Is Nerve Electrophysiology a Robust Primary Endpoint in Clinical Trials of Treatments for Diabetic Peripheral Neuropathy?

Author:

Al-Bazz Dalal Y.ORCID,Nelson Andrew J.ORCID,Burgess JamieORCID,Petropoulos Ioannis N.,Nizza Jael,Marshall Anne,Brown EmilyORCID,Cuthbertson Daniel J.,Marshall Andrew G.ORCID,Malik Rayaz A.ORCID,Alam Uazman

Abstract

There is currently no FDA-approved disease-modifying therapy for diabetic peripheral neuropathy (DPN). Nerve conduction velocity (NCV) is an established primary endpoint of disease-modifying therapies in DPN and clinical trials have been powered with an assumed decline of 0.5 m/s/year. This paper sought to establish the time-dependent change in NCV associated with a placebo, compared to that observed in the active intervention group.

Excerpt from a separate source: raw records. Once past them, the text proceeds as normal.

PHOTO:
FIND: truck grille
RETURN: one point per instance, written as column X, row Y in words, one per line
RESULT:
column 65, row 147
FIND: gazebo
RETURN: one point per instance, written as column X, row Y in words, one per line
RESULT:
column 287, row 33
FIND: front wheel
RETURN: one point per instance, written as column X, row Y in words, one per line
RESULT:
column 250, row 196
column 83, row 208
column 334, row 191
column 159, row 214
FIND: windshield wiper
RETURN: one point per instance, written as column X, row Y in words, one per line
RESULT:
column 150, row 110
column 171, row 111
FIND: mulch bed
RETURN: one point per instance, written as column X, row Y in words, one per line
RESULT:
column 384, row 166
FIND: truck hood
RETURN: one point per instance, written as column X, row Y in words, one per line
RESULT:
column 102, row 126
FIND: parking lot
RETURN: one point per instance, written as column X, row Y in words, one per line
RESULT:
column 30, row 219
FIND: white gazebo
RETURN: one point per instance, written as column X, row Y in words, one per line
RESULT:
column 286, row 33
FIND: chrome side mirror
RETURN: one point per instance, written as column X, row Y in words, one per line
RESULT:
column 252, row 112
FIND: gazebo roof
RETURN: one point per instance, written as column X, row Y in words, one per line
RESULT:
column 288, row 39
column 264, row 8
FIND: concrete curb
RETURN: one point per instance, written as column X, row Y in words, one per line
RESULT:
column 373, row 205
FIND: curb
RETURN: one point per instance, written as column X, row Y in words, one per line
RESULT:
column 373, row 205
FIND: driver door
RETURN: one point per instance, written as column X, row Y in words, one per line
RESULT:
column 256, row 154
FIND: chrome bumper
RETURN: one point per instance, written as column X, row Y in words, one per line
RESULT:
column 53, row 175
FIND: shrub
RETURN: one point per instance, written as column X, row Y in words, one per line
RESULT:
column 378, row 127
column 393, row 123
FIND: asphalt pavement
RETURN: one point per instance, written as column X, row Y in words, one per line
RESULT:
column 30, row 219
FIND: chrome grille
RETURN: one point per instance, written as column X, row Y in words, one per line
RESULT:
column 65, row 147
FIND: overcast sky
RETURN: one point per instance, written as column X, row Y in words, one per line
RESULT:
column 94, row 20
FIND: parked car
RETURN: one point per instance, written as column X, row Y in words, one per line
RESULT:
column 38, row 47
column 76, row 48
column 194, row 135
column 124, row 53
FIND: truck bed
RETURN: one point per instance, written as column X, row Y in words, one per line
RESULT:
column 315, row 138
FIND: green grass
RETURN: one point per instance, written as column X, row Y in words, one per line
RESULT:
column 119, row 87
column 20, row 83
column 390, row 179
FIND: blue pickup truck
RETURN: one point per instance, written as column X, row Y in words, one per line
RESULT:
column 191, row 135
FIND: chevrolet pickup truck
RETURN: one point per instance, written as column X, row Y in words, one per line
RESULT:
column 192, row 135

A literature search identified twenty-one double-blind, randomised controlled trials in DPN of ≥1 year duration conducted between 1971 and 2021. We evaluated changes in neurophysiology, with a focus on peroneal motor and sural sensory NCV and amplitude in the placebo and treatment groups. There was significant variability in the change and direction of change (reduction/increase) in NCV in the placebo arm, as well as variability influenced by the anatomical site of neurophysiological measurement within a given clinical trial. A critical re-evaluation of efficacy trials should consider placebo-adjusted effects and present the placebo-subtracted change in NCV rather than assume a universal annual decline of 0.5 m/s/year. Importantly, endpoints such as corneal confocal microscopy (CCM) have demonstrated early nerve repair, whilst symptoms and NCV have not changed, and should thus be considered as a viable alternative.

Publisher

MDPI AG

Subject

Clinical Biochemistry

Reference76 articles.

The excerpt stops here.